Gandhi King Ikeda Award for Peace Ceremony
The Gandhi King Ikeda Award for Peace was created by the Martin Luther King, Jr. International Chapel at Morehouse College with the hope that by examining the lives of these great figures, viewers will find these lofty ideals and principles within the grasp of their own daily existence. For it is within the mundane realm of daily living that Mohandas K. Gandhi, Martin Luther King Jr. and Daisaku Ikeda have sought to forge an existence filled with dignity, freedom and happiness for all people.
The award ceremony took place in the evening of Thursday, April 9, 2015 at the MLK Int'l Chapel Crown Nave. The recipient of this prestigious award was Mr. Fethullah Gulen due to his "interfaith and cross-cultural dialogue about science, democracy and spirituality and opposition to violence and the misuses of religion as political ideology [which] made [him] the humanizing face of Islam." As the Reverend Dean Lawrence Carter, Sr. stated, Mr. Gulen was honored for:
- Being among the first world teachers in the tradition of Islam to publicly condemn the terrorist attack on 9/11 and call for global peace;
- For consistently speaking against suicidal terrorist attacks as not reflecting the spirituality of Jihad;
- For affirming the intrinsic dignity and equal moral worth of all people;
- For his beliefs and actions that the universe clearly sustains cooperative diversity;
- For teaching that the highest education is that which does not merely give information, but makes everyone's life in harmony with all existence.

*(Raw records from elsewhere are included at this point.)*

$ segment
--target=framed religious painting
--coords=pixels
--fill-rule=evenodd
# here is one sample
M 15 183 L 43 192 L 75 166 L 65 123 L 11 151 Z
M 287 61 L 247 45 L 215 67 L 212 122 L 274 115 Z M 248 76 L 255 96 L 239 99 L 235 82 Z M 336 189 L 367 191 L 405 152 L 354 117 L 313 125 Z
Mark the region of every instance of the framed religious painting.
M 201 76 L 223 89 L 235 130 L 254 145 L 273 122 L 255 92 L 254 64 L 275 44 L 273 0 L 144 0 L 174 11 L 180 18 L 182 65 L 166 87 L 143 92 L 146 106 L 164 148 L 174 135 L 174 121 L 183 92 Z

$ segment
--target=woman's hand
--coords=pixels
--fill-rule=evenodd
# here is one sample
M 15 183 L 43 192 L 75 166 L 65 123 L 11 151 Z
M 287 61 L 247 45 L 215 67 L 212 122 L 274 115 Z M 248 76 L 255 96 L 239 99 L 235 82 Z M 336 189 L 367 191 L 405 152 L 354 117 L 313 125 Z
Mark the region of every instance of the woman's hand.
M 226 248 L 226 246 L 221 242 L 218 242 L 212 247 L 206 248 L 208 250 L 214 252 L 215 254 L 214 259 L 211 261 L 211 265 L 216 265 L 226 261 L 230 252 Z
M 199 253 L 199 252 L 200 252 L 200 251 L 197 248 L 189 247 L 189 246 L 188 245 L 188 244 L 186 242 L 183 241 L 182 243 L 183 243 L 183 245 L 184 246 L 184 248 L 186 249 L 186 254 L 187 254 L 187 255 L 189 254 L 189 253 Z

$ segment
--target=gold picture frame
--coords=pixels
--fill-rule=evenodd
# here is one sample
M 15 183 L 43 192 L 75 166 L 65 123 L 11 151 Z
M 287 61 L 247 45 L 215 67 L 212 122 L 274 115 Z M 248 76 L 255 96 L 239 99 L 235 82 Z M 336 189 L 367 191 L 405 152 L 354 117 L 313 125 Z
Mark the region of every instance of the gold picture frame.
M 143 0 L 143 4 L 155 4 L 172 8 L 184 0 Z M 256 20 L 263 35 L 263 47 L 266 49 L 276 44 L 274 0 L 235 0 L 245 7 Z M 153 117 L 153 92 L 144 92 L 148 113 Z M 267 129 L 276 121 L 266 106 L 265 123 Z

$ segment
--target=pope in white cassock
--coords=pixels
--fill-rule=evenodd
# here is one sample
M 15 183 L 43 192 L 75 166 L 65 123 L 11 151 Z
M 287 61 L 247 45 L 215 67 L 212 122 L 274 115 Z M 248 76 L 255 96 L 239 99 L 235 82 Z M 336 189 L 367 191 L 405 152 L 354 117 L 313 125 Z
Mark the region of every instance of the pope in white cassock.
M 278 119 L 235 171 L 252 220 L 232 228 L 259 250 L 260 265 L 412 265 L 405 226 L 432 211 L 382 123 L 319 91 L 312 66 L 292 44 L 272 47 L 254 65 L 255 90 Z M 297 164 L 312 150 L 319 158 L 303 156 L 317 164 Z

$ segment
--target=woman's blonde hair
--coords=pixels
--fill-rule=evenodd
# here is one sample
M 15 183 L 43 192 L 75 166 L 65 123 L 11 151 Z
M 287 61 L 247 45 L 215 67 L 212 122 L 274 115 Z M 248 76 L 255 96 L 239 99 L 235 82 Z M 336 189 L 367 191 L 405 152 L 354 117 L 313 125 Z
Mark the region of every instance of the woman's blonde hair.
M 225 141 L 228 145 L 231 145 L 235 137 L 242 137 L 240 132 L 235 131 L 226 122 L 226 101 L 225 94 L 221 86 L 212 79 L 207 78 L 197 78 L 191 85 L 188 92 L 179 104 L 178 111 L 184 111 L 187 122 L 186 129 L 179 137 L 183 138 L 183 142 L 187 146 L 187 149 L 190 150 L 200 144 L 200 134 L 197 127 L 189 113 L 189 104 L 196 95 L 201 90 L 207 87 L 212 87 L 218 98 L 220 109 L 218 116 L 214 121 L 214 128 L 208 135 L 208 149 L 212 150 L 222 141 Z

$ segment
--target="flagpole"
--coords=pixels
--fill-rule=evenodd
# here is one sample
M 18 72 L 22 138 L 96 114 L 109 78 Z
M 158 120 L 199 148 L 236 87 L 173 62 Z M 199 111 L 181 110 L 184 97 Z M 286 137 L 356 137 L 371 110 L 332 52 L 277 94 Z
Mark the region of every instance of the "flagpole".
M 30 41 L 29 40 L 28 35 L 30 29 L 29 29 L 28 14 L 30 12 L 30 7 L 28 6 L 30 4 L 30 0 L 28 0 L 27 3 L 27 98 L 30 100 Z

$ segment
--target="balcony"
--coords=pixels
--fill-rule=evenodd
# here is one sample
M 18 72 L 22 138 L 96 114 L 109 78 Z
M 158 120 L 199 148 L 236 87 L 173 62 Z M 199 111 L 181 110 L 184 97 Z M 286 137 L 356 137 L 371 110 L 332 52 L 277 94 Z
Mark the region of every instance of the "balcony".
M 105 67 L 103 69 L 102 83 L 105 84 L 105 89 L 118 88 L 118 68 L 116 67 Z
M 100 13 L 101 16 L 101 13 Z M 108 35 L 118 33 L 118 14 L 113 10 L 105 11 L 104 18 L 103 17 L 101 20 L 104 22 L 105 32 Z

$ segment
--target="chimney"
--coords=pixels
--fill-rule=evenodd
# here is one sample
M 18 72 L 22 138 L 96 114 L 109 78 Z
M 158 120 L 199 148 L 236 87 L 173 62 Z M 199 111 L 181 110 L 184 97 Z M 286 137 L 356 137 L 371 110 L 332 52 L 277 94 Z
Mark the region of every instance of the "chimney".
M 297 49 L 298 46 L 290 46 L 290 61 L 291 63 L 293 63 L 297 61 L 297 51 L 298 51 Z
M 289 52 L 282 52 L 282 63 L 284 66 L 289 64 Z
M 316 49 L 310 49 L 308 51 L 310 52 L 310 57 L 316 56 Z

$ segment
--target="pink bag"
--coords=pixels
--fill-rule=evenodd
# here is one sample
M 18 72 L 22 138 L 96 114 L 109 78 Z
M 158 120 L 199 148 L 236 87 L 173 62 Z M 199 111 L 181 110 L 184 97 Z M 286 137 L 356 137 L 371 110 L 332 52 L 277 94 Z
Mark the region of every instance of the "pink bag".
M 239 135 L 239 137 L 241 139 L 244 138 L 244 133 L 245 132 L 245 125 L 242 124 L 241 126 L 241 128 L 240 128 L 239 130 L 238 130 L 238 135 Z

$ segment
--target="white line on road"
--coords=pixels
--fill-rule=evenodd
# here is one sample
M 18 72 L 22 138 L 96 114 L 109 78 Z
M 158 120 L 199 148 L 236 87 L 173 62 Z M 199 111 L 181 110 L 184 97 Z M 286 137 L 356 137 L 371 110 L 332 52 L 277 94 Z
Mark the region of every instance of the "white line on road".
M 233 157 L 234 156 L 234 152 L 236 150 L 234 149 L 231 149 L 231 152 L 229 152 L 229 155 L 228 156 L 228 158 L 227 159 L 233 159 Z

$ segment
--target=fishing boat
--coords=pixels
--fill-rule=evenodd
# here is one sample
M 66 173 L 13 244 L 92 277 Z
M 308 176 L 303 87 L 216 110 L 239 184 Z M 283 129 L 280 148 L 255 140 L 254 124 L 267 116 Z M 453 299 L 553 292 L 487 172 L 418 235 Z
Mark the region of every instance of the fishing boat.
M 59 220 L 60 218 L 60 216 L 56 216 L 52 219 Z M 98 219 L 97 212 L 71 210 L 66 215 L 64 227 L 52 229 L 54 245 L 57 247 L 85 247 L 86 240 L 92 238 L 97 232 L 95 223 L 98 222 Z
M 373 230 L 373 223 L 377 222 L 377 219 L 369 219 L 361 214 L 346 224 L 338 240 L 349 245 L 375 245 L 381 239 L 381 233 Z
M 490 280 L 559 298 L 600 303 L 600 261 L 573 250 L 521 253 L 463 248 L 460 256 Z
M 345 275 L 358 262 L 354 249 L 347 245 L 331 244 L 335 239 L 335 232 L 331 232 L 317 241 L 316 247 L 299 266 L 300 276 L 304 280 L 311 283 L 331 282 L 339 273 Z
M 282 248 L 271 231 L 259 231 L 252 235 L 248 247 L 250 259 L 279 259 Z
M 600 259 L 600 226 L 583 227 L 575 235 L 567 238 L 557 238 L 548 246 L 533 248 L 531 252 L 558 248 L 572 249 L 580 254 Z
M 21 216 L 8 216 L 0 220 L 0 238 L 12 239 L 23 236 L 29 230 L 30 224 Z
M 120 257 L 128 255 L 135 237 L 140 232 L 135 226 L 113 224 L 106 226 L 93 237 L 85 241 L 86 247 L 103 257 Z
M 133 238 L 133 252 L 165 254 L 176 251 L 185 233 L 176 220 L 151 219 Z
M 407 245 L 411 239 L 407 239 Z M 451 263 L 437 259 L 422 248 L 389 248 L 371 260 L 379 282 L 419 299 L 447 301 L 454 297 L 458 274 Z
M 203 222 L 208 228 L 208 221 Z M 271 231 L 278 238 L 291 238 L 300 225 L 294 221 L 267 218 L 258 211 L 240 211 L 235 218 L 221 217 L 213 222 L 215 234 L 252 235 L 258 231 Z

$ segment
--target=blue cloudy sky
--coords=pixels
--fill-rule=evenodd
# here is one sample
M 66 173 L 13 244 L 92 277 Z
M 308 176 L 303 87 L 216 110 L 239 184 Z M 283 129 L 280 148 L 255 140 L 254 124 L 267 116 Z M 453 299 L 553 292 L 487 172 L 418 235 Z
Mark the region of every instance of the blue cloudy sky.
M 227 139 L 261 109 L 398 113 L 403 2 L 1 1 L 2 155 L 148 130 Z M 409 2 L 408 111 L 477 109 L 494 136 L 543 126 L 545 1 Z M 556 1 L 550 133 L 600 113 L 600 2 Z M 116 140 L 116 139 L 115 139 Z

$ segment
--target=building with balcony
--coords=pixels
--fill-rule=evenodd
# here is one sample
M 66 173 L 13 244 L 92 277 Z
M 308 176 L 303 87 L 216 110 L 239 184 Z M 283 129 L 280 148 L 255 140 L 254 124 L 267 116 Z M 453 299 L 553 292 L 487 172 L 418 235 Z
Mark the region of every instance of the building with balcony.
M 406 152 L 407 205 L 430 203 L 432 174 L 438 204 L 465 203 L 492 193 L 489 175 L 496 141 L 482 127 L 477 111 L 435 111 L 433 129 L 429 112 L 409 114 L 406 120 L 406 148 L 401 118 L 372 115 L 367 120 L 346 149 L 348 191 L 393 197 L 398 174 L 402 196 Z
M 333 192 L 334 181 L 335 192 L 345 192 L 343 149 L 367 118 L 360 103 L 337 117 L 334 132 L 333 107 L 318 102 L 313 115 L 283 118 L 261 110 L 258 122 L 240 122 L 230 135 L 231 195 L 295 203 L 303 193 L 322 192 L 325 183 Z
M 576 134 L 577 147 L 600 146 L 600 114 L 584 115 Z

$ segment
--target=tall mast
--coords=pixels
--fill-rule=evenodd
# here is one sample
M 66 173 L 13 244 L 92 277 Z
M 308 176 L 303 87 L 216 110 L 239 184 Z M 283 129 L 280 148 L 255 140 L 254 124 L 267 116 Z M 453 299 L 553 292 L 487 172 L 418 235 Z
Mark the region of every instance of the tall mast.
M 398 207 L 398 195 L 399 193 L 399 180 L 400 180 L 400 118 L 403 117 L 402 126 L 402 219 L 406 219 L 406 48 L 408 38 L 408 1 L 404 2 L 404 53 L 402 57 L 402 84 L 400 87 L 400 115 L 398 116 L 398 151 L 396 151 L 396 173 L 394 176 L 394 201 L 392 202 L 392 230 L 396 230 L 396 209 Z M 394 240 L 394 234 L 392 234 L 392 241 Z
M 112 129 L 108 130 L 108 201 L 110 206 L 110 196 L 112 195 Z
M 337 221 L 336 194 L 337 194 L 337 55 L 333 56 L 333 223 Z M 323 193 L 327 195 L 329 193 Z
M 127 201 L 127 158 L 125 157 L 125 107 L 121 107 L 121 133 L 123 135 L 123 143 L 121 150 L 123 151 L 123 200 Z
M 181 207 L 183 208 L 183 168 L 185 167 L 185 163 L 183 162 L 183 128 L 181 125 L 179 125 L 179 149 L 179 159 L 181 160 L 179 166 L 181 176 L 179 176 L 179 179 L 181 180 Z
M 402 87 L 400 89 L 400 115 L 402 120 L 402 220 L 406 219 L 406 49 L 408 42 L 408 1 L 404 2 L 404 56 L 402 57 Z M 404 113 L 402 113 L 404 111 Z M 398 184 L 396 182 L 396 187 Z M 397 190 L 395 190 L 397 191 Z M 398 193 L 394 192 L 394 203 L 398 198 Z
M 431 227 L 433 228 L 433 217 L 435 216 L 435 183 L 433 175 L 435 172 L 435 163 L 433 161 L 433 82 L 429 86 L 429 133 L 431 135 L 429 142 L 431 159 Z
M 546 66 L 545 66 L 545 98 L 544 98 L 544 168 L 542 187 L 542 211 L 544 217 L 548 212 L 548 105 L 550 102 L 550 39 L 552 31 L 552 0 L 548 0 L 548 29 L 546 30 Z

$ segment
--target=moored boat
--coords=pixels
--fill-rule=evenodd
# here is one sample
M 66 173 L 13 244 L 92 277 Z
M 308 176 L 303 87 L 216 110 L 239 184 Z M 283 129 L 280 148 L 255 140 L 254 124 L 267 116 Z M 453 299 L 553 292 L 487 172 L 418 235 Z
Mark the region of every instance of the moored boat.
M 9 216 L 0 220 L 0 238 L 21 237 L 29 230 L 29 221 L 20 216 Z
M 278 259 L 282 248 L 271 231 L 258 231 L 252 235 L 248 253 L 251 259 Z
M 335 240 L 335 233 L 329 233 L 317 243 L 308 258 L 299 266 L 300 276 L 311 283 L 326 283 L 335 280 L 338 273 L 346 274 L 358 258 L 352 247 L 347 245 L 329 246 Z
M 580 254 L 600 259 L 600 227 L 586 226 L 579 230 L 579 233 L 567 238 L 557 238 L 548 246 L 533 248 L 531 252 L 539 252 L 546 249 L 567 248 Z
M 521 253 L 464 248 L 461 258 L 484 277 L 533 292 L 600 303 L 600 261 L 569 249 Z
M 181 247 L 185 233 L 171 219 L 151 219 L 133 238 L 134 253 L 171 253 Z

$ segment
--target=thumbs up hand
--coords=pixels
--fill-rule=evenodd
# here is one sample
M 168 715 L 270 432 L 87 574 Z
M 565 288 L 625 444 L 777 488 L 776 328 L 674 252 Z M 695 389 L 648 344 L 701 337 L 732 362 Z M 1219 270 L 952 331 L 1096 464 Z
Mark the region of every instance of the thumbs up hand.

The award was received on Mr. Gulen's behalf by Dr. Y. Alp Aslandogan, president of the Alliance for Shared Values.
The ceremony was also created as an Interfaith Assembly inviting multiple faith-related communities together in a call for nonviolent peacemaking and denouncing violence in the name of peace. It was a celebration of compassion where various religions and interfaith communities were represented. The evening began with a call to assembly featuring the SGI-USA Ikeda Youth Ensemble Taiko Drums and featured many influential speakers including Isaiah Ghafoor, a Soka Gakkai Nichiren Buddhist, Rabbi Bradley Levenberg of Temple Sinai Atlanta, Dr. Mustafa Sahin, Director of Academic Affairs Atlantic Institute, the Reverend Dr. Lawrence Edward Carter Sr. Morehouse College, Ms. Azizah Kahera Chief Operations Officer of Azizah Magazine and Mr. Casey Jones, Morehouse College Class of 2015 and Director of Interfaith Engagement and Educational Programs at Morehouse.
The keynote speaker at the ceremony was Dr. Scott Alexander of the Catholic Theological Union delivering a speech about Civil Rights, the Hizmet Movement and the Liberative Power of Education. Dr. Alexander spoke eloquently about the importance of education and the freedom that accompanies learning, all the while making sure to include the interfaith community in both his greetings and throughout the duration of his speech. He highlighted the advances of the Civil Rights Movement and touched on political strife in the United States today that still stems from racism. He honored a grieving mother, Mrs. Judy Scott whose own son's life was torn from her due to the structural racism in America. Dr. Alexander acclaimed Mrs. Scott's forgiveness for her son's death, teaching us that faith delves deeper in the heart than hatred and the the power of education sets can us free.
Dr. Alexander then began to discuss the Hizmet Movement and how it places the importance of education as a primary goal. He says of Hizmet:
I define Hizmet (Turkish for “service”) as a global spiritual renewal and social reform movement, rooted in traditional Islamic spirituality, observance, and teachings, but appealing to people of diverse faiths and backgrounds who share its universal values. These values center around the importance of family, education, and personal responsibility for the welfare of others--all within a context of a life lived in loving submission (islam) to God. Such values are oriented towards dialogue and cooperation--both within and across societies and cultures--for the purpose of pursuing greater justice and thus greater peace in the human family.
Dr. Alexander continues throughout the rest of his speech by highlighting the meaningful life-mission of Hizmet volunteers which is to serve the community, look into the good of others, practice tolerance, spread education, and exemplify "teaching by example." His personal narrative in closing expresses a spiritual and emotional journey to South Africa where Hizmet volunteers demonstrate Mr. Gulen's ambitions by leaving their homes and making sacrifices to teach young students who come from a different culture, religion and ethnicity.
After Dr. Scott Alexander's address, faculty of Morehouse College revealed the beautiful life-like portraits of Ambassador Anwarul K. Chowdhury, Mr. Fethullah Gulen, the Reverend Dr. Warren H. Stewart Sr. and the Reverend Dr. Joseph E. Hill. The evening concluded with a resonating reading of the Charter for Peace by Ms. Azizah Kahera and Mr. Casey Jones.